Political and Public Reactions
The unraveling scandal has provoked strong reactions across the political spectrum and among the Filipino public:
- House of Representatives: When the controversy broke, the leadership of the House – including Speaker Romualdez (before he resigned) – took a stance of cooperation rather than defensiveness. Romualdez declared that the House would not be used to shield any wrongdoers: “If the Commission’s investigation finds that some members of the House conspired with public works officials in anomalous projects, the House will never be a sanctuary for corruption.” He assured due process but vowed no sacred cows, ostensibly even including himself. After Romualdez’s exit, the new Speaker, Bojie Dy, echoed these sentiments. Speaker Dy prioritized restoring credibility of the institution, instituting measures for transparency in the 2026 budget deliberations and pledging support for prosecuting any members proven guilty . Several House members from both majority and minority blocs lauded Romualdez’s resignation as a “delicate sacrifice” to save the House’s honor, while others suggested it set a precedent that the legislature will not tolerate corruption within its ranks.

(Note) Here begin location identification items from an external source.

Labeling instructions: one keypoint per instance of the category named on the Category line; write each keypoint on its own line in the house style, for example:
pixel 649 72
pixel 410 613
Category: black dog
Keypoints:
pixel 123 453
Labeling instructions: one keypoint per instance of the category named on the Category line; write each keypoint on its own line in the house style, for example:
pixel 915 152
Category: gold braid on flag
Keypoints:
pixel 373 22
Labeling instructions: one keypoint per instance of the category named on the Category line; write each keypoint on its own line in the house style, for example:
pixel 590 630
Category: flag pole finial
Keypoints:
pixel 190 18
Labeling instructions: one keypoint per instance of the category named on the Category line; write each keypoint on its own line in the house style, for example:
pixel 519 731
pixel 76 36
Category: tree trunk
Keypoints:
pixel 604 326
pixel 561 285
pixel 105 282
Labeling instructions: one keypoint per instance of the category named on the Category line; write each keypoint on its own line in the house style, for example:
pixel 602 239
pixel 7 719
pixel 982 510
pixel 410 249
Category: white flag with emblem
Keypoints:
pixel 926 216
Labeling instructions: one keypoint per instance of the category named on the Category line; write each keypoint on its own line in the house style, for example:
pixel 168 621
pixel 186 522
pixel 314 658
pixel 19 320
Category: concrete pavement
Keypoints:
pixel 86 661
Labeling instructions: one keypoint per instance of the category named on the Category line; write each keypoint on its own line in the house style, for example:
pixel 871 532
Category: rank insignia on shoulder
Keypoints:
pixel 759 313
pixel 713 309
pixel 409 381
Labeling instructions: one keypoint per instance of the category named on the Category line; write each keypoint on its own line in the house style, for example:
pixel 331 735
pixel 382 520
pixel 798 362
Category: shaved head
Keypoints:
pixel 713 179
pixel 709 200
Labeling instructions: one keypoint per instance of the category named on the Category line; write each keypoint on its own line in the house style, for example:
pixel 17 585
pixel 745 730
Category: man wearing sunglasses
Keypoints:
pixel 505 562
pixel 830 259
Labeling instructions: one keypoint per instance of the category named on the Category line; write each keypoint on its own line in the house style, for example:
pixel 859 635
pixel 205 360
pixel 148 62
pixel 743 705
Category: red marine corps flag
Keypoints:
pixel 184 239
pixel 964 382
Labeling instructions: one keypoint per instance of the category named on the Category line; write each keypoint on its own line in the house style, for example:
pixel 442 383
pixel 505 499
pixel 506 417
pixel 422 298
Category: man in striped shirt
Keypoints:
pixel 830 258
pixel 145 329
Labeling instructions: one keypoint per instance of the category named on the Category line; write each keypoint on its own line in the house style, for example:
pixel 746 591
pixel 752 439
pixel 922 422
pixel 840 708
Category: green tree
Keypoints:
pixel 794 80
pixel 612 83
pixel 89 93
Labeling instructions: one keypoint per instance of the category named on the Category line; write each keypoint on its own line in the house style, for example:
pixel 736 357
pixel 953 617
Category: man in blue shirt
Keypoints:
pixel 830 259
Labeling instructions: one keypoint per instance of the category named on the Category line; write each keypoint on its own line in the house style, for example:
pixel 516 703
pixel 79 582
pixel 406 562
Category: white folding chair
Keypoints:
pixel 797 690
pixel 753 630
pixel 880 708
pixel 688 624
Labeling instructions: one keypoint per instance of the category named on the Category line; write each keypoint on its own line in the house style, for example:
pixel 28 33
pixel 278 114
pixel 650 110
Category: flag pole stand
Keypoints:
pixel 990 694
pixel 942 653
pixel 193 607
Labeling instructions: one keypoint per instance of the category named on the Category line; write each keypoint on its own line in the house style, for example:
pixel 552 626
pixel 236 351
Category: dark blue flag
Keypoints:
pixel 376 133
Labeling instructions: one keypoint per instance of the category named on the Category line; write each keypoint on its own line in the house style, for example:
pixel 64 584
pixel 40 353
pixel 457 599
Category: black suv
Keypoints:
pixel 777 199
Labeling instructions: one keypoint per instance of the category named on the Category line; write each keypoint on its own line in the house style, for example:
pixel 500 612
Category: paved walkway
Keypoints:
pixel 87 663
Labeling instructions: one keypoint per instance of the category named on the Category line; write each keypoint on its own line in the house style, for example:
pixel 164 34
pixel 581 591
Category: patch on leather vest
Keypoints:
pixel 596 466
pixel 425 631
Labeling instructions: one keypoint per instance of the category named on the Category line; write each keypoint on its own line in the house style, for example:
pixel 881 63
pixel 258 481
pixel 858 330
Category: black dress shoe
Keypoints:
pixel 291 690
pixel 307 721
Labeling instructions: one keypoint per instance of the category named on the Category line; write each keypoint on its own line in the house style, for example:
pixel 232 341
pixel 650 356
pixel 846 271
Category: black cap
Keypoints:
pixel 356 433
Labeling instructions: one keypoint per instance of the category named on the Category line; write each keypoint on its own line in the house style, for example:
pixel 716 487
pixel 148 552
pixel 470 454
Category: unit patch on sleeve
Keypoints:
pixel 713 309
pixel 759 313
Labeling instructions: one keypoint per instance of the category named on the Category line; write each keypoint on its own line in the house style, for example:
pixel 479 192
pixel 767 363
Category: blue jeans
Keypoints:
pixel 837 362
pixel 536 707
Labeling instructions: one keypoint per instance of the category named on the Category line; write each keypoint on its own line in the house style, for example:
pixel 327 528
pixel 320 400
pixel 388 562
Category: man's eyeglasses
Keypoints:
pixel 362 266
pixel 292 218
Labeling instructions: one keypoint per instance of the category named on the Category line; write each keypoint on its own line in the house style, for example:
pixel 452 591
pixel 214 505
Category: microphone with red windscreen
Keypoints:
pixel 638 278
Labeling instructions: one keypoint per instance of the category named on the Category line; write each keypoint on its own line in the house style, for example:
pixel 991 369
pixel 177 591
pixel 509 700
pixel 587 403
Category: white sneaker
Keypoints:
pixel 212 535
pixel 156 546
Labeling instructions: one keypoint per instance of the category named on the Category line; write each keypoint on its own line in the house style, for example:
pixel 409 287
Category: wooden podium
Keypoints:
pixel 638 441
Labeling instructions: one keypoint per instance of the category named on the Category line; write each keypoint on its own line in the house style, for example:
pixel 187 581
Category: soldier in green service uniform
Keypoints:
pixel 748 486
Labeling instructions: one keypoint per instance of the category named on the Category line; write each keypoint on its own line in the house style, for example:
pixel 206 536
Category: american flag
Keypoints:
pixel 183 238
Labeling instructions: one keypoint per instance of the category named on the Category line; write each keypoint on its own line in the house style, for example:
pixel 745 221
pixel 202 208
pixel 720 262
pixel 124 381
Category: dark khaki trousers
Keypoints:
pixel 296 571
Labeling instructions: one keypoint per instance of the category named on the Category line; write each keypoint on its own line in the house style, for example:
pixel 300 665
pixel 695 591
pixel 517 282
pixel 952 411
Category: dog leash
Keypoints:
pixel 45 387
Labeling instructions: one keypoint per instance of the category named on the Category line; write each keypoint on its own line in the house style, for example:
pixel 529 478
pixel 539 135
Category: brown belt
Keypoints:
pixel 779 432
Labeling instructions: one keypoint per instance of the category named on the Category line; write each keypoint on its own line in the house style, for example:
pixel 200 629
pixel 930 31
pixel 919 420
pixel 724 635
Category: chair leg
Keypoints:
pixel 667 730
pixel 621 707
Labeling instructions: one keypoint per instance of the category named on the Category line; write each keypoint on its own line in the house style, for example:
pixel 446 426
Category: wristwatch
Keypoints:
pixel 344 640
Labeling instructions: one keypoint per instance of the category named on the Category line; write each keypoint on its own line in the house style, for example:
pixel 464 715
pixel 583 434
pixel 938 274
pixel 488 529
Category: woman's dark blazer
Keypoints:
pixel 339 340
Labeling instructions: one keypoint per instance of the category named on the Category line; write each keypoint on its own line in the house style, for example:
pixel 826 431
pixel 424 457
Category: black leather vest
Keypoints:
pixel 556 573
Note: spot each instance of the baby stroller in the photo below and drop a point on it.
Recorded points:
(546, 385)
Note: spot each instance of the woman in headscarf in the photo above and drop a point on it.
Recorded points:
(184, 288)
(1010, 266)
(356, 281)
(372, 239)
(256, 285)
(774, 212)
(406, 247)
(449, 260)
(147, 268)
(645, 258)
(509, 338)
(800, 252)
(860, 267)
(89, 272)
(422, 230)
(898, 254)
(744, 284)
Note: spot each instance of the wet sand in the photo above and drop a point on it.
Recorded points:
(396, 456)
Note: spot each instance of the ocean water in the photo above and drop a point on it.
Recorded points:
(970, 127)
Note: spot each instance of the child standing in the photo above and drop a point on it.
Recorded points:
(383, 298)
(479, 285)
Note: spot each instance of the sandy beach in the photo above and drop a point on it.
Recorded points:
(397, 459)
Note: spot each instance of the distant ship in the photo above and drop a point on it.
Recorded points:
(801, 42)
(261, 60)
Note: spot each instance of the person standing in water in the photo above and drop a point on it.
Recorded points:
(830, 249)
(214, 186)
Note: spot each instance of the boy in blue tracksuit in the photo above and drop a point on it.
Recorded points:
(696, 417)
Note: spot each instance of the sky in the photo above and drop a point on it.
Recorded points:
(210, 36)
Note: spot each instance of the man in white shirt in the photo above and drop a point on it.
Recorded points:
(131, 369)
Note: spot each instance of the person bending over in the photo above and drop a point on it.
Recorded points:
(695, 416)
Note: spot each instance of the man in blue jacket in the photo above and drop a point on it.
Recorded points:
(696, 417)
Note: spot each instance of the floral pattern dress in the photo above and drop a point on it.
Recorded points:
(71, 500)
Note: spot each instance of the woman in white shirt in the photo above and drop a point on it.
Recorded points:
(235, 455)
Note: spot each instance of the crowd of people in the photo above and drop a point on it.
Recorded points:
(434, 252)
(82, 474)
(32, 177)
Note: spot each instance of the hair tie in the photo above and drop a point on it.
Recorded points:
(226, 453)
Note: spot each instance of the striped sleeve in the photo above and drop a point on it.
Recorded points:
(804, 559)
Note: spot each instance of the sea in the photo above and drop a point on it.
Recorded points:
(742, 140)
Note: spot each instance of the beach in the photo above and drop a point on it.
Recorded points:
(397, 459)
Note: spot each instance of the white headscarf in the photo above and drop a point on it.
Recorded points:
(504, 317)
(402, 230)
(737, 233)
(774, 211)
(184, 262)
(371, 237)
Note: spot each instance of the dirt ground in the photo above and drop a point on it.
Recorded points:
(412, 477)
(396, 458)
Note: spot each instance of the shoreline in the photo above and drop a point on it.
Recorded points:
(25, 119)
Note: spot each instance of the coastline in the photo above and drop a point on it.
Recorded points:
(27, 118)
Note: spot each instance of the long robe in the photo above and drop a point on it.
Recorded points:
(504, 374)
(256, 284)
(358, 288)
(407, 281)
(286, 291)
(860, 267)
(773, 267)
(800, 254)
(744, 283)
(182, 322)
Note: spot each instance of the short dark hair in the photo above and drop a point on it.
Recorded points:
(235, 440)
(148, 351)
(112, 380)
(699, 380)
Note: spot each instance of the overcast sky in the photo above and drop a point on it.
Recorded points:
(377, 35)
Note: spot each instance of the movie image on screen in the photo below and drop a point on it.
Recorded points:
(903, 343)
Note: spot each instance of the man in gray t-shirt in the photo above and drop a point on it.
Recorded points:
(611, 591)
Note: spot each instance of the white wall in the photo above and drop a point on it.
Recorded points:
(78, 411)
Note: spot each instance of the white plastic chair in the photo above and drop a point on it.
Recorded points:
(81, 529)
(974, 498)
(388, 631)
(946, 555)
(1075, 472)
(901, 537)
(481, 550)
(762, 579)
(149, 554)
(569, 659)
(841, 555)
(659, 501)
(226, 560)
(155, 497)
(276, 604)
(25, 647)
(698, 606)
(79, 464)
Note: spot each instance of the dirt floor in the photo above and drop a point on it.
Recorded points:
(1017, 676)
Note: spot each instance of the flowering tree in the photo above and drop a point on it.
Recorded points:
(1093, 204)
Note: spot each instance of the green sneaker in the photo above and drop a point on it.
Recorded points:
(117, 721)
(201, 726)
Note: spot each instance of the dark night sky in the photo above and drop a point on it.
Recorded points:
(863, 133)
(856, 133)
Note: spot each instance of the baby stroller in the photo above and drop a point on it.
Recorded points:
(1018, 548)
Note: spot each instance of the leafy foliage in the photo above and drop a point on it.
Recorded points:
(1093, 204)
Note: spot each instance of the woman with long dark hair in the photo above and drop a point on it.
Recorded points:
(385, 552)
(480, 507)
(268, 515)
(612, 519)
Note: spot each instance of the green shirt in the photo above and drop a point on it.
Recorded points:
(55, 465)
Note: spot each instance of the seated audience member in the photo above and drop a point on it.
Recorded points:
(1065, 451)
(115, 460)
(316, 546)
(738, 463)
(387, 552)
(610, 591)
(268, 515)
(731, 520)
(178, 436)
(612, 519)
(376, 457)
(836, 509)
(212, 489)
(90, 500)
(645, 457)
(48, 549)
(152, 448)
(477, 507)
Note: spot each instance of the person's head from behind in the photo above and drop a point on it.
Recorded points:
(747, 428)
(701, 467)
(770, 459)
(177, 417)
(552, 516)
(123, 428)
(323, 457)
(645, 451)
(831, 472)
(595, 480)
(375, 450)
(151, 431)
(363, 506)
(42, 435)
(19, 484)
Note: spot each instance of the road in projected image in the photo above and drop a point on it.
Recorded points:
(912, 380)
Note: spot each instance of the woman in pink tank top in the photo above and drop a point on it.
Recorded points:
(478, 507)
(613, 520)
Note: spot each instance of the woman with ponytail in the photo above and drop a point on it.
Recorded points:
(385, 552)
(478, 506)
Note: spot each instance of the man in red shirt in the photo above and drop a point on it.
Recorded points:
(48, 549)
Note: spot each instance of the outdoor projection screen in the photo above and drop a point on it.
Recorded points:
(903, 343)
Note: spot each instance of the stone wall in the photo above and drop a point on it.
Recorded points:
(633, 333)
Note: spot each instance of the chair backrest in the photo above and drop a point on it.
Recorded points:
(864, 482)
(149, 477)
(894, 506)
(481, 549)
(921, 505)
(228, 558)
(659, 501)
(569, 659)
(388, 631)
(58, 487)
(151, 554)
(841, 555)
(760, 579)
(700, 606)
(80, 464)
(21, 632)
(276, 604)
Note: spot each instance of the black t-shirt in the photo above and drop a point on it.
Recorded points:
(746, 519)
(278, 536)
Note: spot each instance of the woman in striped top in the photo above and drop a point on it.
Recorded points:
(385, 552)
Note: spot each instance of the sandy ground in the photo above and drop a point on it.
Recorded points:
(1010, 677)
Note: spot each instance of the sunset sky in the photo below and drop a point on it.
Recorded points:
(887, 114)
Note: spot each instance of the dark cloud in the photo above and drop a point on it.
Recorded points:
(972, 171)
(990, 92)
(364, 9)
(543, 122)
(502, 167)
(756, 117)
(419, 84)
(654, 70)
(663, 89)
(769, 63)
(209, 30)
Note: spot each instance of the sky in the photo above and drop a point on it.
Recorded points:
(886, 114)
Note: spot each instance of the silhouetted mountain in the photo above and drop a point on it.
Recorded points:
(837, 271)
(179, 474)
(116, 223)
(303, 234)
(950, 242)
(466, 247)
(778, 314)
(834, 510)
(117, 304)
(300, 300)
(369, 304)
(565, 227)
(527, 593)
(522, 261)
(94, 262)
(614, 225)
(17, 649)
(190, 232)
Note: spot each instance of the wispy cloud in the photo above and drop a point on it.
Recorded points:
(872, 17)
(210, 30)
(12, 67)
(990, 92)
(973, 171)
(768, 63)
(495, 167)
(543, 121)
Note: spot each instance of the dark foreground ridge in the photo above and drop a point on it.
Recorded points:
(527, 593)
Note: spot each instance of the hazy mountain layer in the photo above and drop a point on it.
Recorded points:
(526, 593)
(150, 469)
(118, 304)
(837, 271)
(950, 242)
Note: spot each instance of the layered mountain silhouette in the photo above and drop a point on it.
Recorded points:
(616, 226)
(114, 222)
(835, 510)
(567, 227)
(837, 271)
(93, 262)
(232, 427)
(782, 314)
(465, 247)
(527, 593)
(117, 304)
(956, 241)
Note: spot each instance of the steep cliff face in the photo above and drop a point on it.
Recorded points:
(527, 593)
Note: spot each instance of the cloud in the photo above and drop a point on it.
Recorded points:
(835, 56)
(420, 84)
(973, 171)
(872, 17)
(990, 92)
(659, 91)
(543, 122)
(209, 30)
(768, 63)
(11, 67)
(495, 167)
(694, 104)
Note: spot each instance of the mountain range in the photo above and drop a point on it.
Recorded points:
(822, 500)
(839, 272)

- Executive Branch: President Marcos Jr. publicly decried the flood control corruption as intolerable, emphasizing how it literally costs lives and livelihoods when flood projects fail. In a heartfelt interview, Marcos became teary-eyed describing how ordinary Filipinos suffer devastating floods while funds meant to protect them are stolen . His administration’s swift actions – creating the ICI, reshuffling budget priorities, and cooperating with Senate inquiries – have been seen as an attempt to assert a strong anti-graft posture. Some critics, however, note the delicate position Marcos is in, given that one of the principal accused (Romualdez) is his cousin and key ally. The Palace has cautiously welcomed Romualdez’s cooperation with the ICI, and floated the idea that Romualdez could serve as a witness if his testimony helps implicate bigger players (or clarifies the scheme) . Still, officials like Press Officer Claire Castro and Justice Sec. Remulla have been non-committal, saying it “depends on his narratives and evidence” . The President himself has not directly addressed Romualdez’s culpability, but by empowering an independent commission, he signaled that even close allies will not be spared if evidence emerges. When asked if the former Speaker might get off the hook, Marcos responded that everyone involved will have to answer for their actions, whoever they are. In one notable move, Marcos ordered the halt of new flood control appropriations in the next budget and reallocation of those funds to social services – a reaction applauded by anti-corruption advocates as hitting the “pork barrel” aspect of the scheme.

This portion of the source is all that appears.